3 Operasi TNI Bebaskan Sandera yang Gemparkan Dunia, Lumpuhkan Musuh dengan Cepat
Indonesia pernah mengalami peristiwa menegangkan pembajakan pesawat Garuda Indonesia Penerbangan 206 pada tahun 1981. Pembebasan sandera pembajakan sekelompok teroris bersenjata di Bandar Udara Don Mueang, Bangkok, Thailand dikenal dengan Operasi Woyla.
Penerbangan dari pelabuhan udara sipil Talangbetutu, Palembang ke Bandara Polonia, Medan ini mengalami insiden pembajakan pada 28 Maret 1981 oleh lima orang teroris yang dipimpin Imran bin Muhammad Zein. Mereka mengidentifikasi diri sebagai anggota kelompok ekstremis "Komando Jihad".
Peristiwa pembajakan pesawat Garuda DC-9 Woyla ini menjadi peristiwa terorisme bermotif "jihad" pertama yang menimpa Indonesia dan satu-satunya dalam sejarah maskapai penerbangan Indonesia. Drama pembajakan pesawat Garuda DC-9 Woyla tersebut berlangsung empat hari di Bandara Don Mueang Bangkok.
Mendengar pembajakan tersebut, Presiden Suharto memanggil Kapusintelstrat LB Moerdani ke Cendana. Moerdani memerintahkan Asisten Operasi Kopassandha, Letkol Sintong Panjaitan untuk membuat rencana operasi pembebasan dengan 35 personel. Satu pesawat berjenis sama, Douglas DC-9 dipinjam untuk latihan singkat di hangar Garuda sebelum berangkat ke Thailand.
Singkat cerita pada 31 Maret 1981, sinyal hijau diberikan untuk menjalankan operasi pada hari keempat penyanderan. Grup-1 Para Komando (cikal bakal Detasemen-81 Gultor Kopassus) membuat tiga tim yang akan menerobos pintu samping dengan memanjat sayap pesawat, sementara satu tim lainnya lewat pintu belakang.

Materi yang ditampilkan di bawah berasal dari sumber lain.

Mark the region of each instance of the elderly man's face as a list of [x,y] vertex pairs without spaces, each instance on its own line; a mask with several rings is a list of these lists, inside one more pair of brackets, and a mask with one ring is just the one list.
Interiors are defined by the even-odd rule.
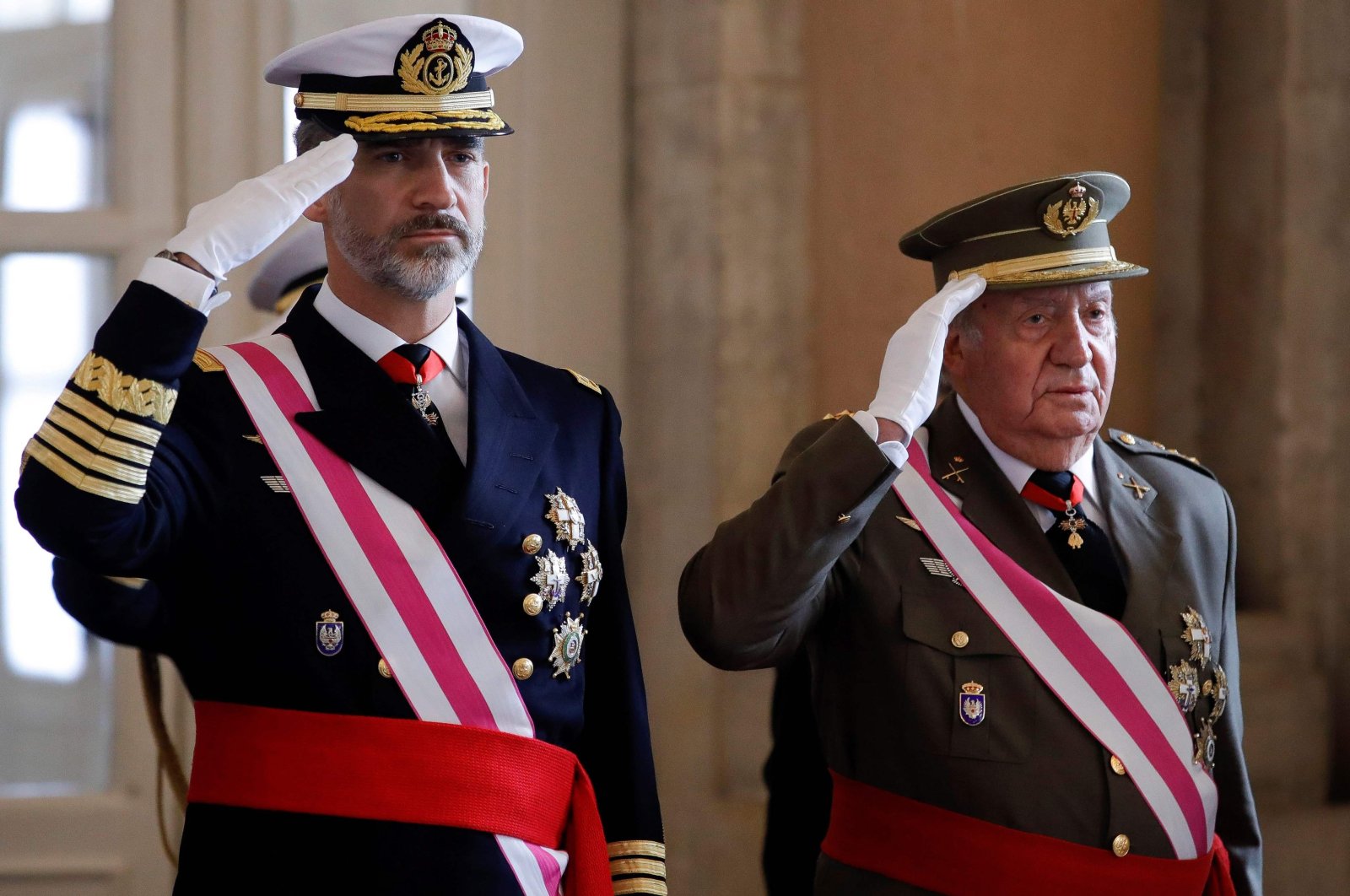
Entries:
[[984,293],[948,335],[957,393],[1003,451],[1064,470],[1102,428],[1115,379],[1107,282]]

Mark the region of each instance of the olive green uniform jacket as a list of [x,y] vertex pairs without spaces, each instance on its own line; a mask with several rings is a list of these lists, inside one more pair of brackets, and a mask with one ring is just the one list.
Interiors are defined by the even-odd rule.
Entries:
[[[964,468],[941,484],[965,517],[1041,582],[1079,599],[956,402],[942,403],[927,429],[934,475],[949,472],[949,461]],[[1261,835],[1242,754],[1233,506],[1207,471],[1142,440],[1099,437],[1094,463],[1106,517],[1098,522],[1129,588],[1122,623],[1168,680],[1191,653],[1181,614],[1195,607],[1212,636],[1200,677],[1212,677],[1214,663],[1227,672],[1227,707],[1215,725],[1218,833],[1238,893],[1260,893]],[[718,526],[684,568],[679,602],[690,644],[724,669],[774,667],[805,644],[825,757],[840,775],[1023,831],[1107,850],[1125,834],[1133,854],[1173,857],[1110,753],[964,588],[921,564],[938,553],[902,521],[909,513],[891,490],[896,474],[850,420],[802,430],[770,490]],[[1148,491],[1127,487],[1131,480]],[[957,632],[967,633],[965,646],[953,645]],[[973,727],[956,711],[965,681],[987,695],[986,721]],[[1188,714],[1192,731],[1212,703],[1202,698]],[[817,892],[923,891],[822,857]]]

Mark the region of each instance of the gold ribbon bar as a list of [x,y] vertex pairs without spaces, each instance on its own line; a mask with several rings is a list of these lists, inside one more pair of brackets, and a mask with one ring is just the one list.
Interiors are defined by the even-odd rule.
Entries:
[[297,93],[297,109],[335,109],[338,112],[456,112],[490,109],[491,90],[446,93],[444,96],[408,96],[404,93]]
[[1002,262],[990,262],[987,264],[980,264],[979,267],[967,267],[960,271],[952,271],[946,275],[946,278],[953,281],[961,279],[967,274],[979,274],[984,279],[992,281],[999,277],[1010,277],[1015,274],[1053,271],[1057,267],[1069,267],[1071,264],[1098,264],[1114,260],[1116,260],[1115,248],[1111,246],[1100,248],[1071,248],[1062,252],[1023,255],[1022,258],[1008,258]]

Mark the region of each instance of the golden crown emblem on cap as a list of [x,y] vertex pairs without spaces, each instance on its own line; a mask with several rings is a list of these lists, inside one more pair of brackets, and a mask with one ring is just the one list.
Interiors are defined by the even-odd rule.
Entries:
[[423,46],[432,53],[450,53],[450,49],[455,46],[455,36],[450,26],[444,22],[437,22],[423,31]]

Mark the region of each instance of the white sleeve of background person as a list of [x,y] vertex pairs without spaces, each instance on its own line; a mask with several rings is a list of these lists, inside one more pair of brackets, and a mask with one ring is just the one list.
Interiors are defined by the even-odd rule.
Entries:
[[886,347],[882,375],[868,412],[915,432],[937,405],[942,345],[948,325],[984,291],[984,278],[969,274],[952,281],[923,302]]

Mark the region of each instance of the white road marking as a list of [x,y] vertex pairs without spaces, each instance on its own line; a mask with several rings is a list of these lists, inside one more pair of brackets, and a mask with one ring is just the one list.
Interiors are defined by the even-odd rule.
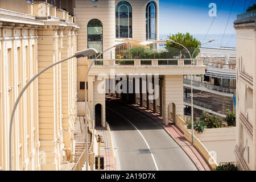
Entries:
[[121,171],[120,160],[119,159],[118,152],[117,152],[118,148],[117,146],[117,143],[115,142],[115,135],[114,132],[110,131],[111,135],[112,135],[112,140],[114,145],[114,154],[115,155],[115,162],[117,163],[117,171]]
[[[134,124],[133,124],[133,123],[131,122],[130,122],[128,119],[126,118],[124,116],[123,116],[122,114],[118,113],[118,112],[117,112],[114,110],[113,110],[113,109],[108,108],[108,107],[107,107],[107,109],[112,110],[112,111],[113,111],[113,112],[114,112],[115,113],[117,113],[117,114],[120,115],[121,117],[122,117],[123,119],[125,119],[127,122],[129,122],[131,125],[133,125],[133,126],[136,129],[136,130],[137,130],[137,131],[139,133],[139,134],[141,135],[141,136],[143,139],[144,142],[145,142],[146,144],[147,145],[147,148],[150,150],[150,147],[149,145],[148,145],[148,144],[147,143],[147,141],[146,140],[146,139],[144,138],[143,135],[141,133],[141,131],[139,131],[139,130],[137,128],[137,127]],[[153,154],[151,153],[151,155],[152,159],[153,159],[154,163],[155,164],[155,168],[156,168],[156,171],[159,171],[158,166],[158,164],[156,164],[156,162],[155,161],[155,157],[154,156]]]

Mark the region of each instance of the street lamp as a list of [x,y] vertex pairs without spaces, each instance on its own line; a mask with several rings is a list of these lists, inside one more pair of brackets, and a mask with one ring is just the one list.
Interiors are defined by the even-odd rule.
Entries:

Teroris tersebut menembak dan mengenai Ahmad Kirang, salah seorang anggota Tim Hijau di bagian bawah perut yang tidak terlindungi. Teroris tersebut kemudian ditembak dan tewas di tempat. Tim Biru dan Tim Merah masuk menembak dua teroris lain, sementara penumpang menunduk.

Para penumpang lalu disuruh keluar. Seorang teroris dengan granat tangan tiba-tiba keluar dan mencoba melemparkannya tetapi gagal meledak karena pin pengaman yang tidak ditarik sempurna. Lalu anggota tim menembak dan melukainya sebelum dia sempat keluar. Teroris terakhir dinetralisir di luar pesawat. Imran bin Muhammad Zein selamat dalam peristiwa baku tembak tersebut dan ditangkap oleh pasukan Kopassus.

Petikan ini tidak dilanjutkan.